Bridging Self Care and Community Care in Schools
In the last few years, schools have intensified their focus on teacher initiatives to address stress, anxiety, burnout, and nationwide teacher shortages. Solutions have revolved around self-care, or strategies to help teachers. For wellness programs to be effective, we need to embrace both self-care and community care.
In the last few years, schools have intensified their focus on teacher initiatives to address stress, anxiety, burnout, and nationwide teacher shortages. Solutions have primarily focused on self-care, including meditation, relaxation, and physical activity.
Self-care practices are individual efforts towards wellness. These practices help us to feel grounded and centered in the moment, while supporting our long-term mental health.
While self-care is no doubt important to our health and wellbeing, educators do not exist in a vacuum and the widespread focus on self-care has eclipsed a vital part of the conversation: community care.
We are a social species. We crave connection with others, and the majority of us depend on our relationships to meet our psychological needs. Studies on the effects of loneliness and social isolation document the damage that lack of community care has on our health.

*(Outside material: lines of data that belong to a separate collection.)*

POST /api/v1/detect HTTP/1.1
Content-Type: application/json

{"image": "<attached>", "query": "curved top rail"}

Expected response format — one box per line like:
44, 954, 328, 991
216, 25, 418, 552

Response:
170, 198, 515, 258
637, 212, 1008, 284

Community care recognizes our interconnectedness. Simply put, it means that we look out for one another. Science shows that social support and connection is linked to beneficial health effects, including increased happiness, longevity, and mitigating PTSD symptoms.
By embracing community care, we take an active interest in and use our resources to better the physical, mental, and social wellbeing of all community members. We recognize that the needs of one often reflect the needs of many and cocreate systems that help us thrive.
Caring for School Communities
When we approach wellness through a lens of simply self care and put the ownness of health on teachers, we perpetuate harmful inequities of health and wellness that have been built into school systems. This approach means wellness initiatives remain superficial at best, and positions us further from addressing the health of our school communities as a whole.
For wellness programs to be effective, we need to embrace both self-care and community care. Self-care programs provide strategies to help educators prevent burnout, connect with joy, manage stress, and support the strength and stamina to show up fully. Ideally, these programs are designed for the unique care needs of schools, trauma-informed, and accessible for every body.
Simultaneously, we must move beyond self-care to community care.
This means deepening the ways we relate to one another and creating systems where faculty can thrive. Strategies for community care in schools for educators and school leaders include:
- Acknowledging the challenges of working within the education system and hold space for the emotions
- Understanding that people have personal and professional lives
- Recognizing trauma and inequities
- Leading and teaching mindfully, with an understanding of how our thoughts, feelings, and actions impact ourselves and others
- Allocating time, energy, and resources to cocreate supportive school systems that prioritize health and well-being
It’s time we shift from a model of individual to collective in our school communities. We may not be able to change how the system has been, but we do have a choice in how it will continue to be.